El taxi nos llevó refunfuñando, pero le prometí más dinero y se calmó.

Por el camino me contó: se llama Luis. Ingeniero, perdió el trabajo, luego la casa. Su esposa se fue con su madre: *«Cuando tengas algo estable, hablamos»*.

Ajá. Cada uno con su cruz.

En casa fue directo al radiador.

—Puede ducharse —le digo—. Hay toallas y una bata de Pablo.

—¿Segura? —duda.

—Total. Mi marido está en la playa con su amante. La bata está libre.

Mientras se ducha, caliento sopa. ¿Me habré vuelto loca? ¿Invitar a un extraño? Pero hoy todo parece patas arriba.

Cuando sale del baño, casi me caigo. Otro hombre: 40 años, buena planta, mirada inteligente. La bata de Pablo le quedaba ridícula (mi marido era más bien chaparro).

—¿Seguro que no es un vagabundo? —le pregunto.

—Claro que no —se ríe—. Solo… tuve mala suerte.

En la mesa hablamos. Trabajaba en construcción. La empresa quebró, seis meses sin sueldo. A sus 40, nadie lo contrataba.

—Los ahorros se acabaron —suspira—. Y mi esposa dijo: *«No pienso vivir en la miseria»*.

—Amor con hambre no dura —asiento.

—Eso parece.

Le cuento lo del aeropuerto, el mensaje de *”cariño”*, el ahorro tirado a la basura.

—¿Y ahora? —pregunta.

—Divorcio. El piso es de mi abuela, tengo trabajo. Saldré adelante.

—¿Hijos?

—No hubo —suspiré—. Él siempre decía: *«Aún es pronto»*. Ahora entiendo por qué.

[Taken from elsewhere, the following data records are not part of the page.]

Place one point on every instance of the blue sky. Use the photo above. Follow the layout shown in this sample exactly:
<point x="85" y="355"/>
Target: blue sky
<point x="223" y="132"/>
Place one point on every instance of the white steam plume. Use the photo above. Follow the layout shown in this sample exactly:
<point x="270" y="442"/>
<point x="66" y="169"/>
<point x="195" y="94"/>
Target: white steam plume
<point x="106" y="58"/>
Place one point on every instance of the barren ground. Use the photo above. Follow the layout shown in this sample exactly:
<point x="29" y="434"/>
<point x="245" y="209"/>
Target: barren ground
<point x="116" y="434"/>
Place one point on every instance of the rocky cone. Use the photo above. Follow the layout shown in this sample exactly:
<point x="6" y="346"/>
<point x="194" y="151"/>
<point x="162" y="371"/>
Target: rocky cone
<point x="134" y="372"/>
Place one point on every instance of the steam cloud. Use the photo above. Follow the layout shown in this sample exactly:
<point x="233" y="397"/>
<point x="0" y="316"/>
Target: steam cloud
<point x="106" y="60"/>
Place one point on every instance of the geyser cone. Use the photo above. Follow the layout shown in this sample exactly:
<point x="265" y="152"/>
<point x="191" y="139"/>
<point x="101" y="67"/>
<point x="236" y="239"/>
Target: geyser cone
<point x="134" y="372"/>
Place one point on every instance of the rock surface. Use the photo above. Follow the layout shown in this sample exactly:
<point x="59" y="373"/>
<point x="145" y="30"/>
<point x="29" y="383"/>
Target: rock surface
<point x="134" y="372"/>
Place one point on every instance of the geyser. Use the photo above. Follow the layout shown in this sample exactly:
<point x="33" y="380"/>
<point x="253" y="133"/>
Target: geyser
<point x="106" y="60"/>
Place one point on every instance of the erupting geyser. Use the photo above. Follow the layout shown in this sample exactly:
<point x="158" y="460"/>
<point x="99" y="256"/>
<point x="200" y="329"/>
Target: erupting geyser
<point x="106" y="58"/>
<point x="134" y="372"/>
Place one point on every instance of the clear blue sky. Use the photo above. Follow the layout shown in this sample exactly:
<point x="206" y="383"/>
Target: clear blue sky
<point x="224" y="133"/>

—Mejor así —dice él—. Con un tipo así…

—Ya. Al menos no tengo que explicarle a un niño por qué papá se fue de vacaciones con otra.

Tras la cena, pidió ver la tele. Hacía siglos que no veía noticias.

Mientras lavaba los platos, me dormí en el sillón. Al despertar, había una manta sobre mí.

Luis se había ido.

En la mesa, una nota: *”Gracias. Me salvó la vida. Cuando encuentre trabajo, se lo pagaré.”*

Me entró una pena… Como si algo bueno se hubiera ido.

Las semanas siguientes fueron un borrón. Papeles de divorcio, las cosas de Pablo en cajas, cerraduras cambiadas.

En el trabajo me quedaba hasta tarde. Mis compañeros no entendían tanto *”trabajazo”*. Pero en casa… demasiados recuerdos.

Pablo llamó. Colgué. Luego mensajes: *”Tenemos que hablar”*. ¿De qué? Todo estaba dicho.

Un día volvía con bolsas pesadas. Y ahí estaba él, en la puerta, rojo de rabia.

—¿Qué coño pasa? ¡La llave no abre!

—Porque cambié la cerradura.

—¡Estás loca! ¡Es mi casa!

—Era. Esto es tuyo.

Saqué la citación del divorcio.

—¿Divorcio? —leyó como si no creyera— ¿En serio?

—Mucho. ¿Qué tal tu *”cariño”*? ¿Aún tiene moreno?

Se le torció la cara.

—¿Sabes lo que dices? ¡Soy un hombre en plenitud! ¡Necesito pasión! ¿Y tú qué das? ¡Aburrimiento!

—Yo daba un año y medio de ahorros —le espeté——Pero tú ya los malgastaste —acabé, mientras Luis aparecía de repente, con traje y aire de triunfador, dejando claro que— a veces, la vida te quita algo solo para darte algo mejor.